Страх седым грибом начинал расти как раковая опухоль выпячиваясь и нарастая друг на друга, красные тона злости как вены расползались по всему его пространству заполняя его целиком, окрашиваясь черным цветом ненависти.
Когда гриб достигал кульминации он был темно бардовым с красными и черными разводами.
Он взрывался и новые седые перья страха рассыпались вокруг него, начиная вырастать в новые грибы.
Их постоянно становилось больше. Они заполнили все пространство, скрывая силуэты материков и водных пространств. Смешивая их в своём темном тумане, придавая черно-коричневый цвет всему шару планеты.
Седовласый схватил в пучок сверху пелену окружающую землю и отвел от своего лица.
Пучок сверху кулака напоминал зажатый пакет, а снизу грязно мутный коричнево черный шар оттянул этот пакет превращая его в огромный презерватив.
Бушующие процессы внутри съели все, что оставалось от контуров планеты, теперь в презервативе плавала куча дерьма, периодически выпуская пузыри с газами и всплывающими более плотными частицами.
Дно презерватива зашипело и начало пропускать вонь.
Седовласый быстрым движением перенёс кулак в другую сторону и в тот же самый миг презерватив лопнул издав трескучий водянистый звук и окатив комнату едким неприятным запахом.
Дерьмо полилось в мусорный контейнер, который был там куда Седовласый перенес руку.
Он разжал кулак и порванный презерватив с остатки мира упали на кучу таких же презервативов разного цвета и разной степени наполненности.
Тьфу!

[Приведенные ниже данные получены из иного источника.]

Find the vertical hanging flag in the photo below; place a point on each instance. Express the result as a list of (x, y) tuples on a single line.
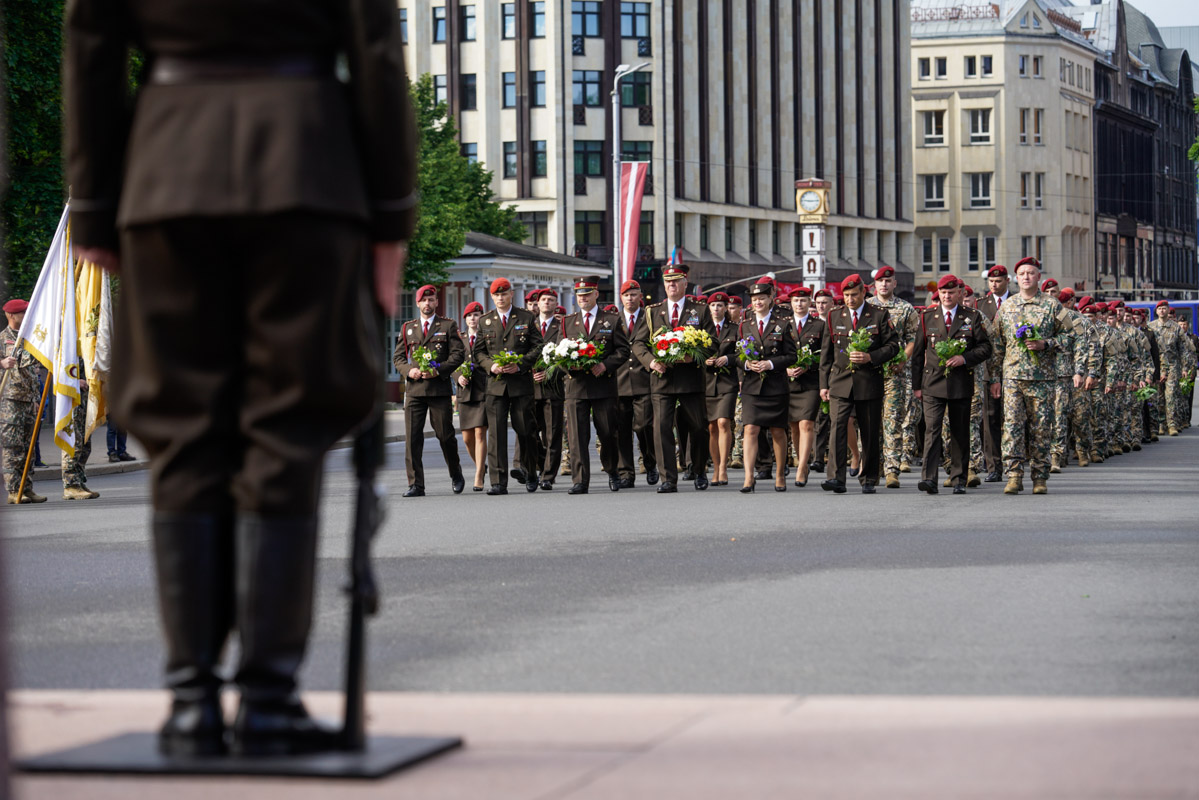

Громко сплюнул седовласый в тот же контейнер и включил вытяжку.
Развернулся к столу в своей келье и отодвинув локтем кухонную утварь достал из под стола огромную старую книгу в кожаном переплете.
Раскрыл её дальше середины, перелистнул еще несколько страниц ища конец записи.
Увидев чистые строки повел пальцем сверху по номерам пересматривая однообразные, похожие на друг друга записи. Остановился на последней строчке. Достал перо и чернила.
Обмакнул и сделал еще одну похожу запись:
"Мир Номер 2019 - эксперимент не удался. Одноразовый мир. Дерьмовый одноразовый мир."